(Photo d'archives)
La conseillère Eloyan se défend
Noushig Eloyan s'est dite renversée par ce qu'elle qualifie de «coup de force» tenté par la mairesse en toute fin de séance relativement à ses échanges avec Aéroports de Montréal.
«La mairesse prétexte une inexactitude technique dans la proposition que j’ai faite adopter pour, à la fois me discréditer et tenter de récupérer les retombées politiques qu’elle escompte de la victoire que nous avons remportée l’été dernier en obligeant ADM à suspendre ces vols», a déclaré Mme Eloyan à la sortie du conseil.
On se souviendra qu’ADM avait annoncé en juin dernier, la suspension de la procédure de virage à gauche au décollage au-dessus de Saraguay. ADM avait de plus estimé que cette suspension entrerait en vigueur en septembre. «Comment peut-elle m’accuser de faire reculer la cause des citoyens alors que nous avons remporté une victoire presque inespérée?», s’est-elle demandé.
Un mauvais prétexte
Mme Eloyan a expliqué que tous les vols de nuit au-dessus de Saraguay se font selon la procédure du virage à gauche à 90 degrés lors du décollage c’est pourquoi, même dans ses propres procès-verbaux du comité sur le climat sonore ou dans sa correspondance, l’ADM utilise l’un ou l’autre des deux termes, soit vol de nuit ou décollage avec virage à 90 degrés.
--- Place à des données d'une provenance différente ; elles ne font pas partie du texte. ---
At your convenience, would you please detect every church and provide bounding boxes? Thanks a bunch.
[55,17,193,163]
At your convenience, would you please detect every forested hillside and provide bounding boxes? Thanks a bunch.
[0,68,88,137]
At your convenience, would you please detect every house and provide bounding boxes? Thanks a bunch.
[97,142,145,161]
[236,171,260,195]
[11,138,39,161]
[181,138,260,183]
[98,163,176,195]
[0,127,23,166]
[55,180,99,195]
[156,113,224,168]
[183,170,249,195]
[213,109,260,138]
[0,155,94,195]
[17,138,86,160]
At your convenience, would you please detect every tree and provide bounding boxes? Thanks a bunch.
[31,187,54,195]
«Mme Beaudoin est plus sensible à la susceptibilité du président et du directeur général d’ADM qu’à l’exaspération légitime des résidents», a commenté Noushig Eloyan. Ma résolution faisait directement échos à la déception des résidents devant ces promesses non tenues, eux, qui ne peuvent plus profiter de nuits paisibles depuis plus de deux ans.»
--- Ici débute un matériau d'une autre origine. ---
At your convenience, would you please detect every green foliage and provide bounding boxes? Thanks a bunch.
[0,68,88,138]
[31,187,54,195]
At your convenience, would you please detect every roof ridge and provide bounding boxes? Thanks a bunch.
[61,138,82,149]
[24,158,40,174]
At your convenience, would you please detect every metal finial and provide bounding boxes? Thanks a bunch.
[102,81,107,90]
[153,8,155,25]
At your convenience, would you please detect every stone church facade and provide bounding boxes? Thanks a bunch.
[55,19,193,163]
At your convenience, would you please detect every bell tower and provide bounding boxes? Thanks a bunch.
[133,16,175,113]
Quant au ton de sa lettre qui accompagnait la résolution qu’elle a transmise à tous les membres du Comité consultatif sur le climat sonore de l’Aéroport Pierre-Elliot-Trudeau, il était, selon Mme Eloyan, conforme à la déception que ces retards avaient engendrée et surtout à l’exaspération des gens devant les raisons présentées par ADM à ceux qui se plaignaient. (V.L.)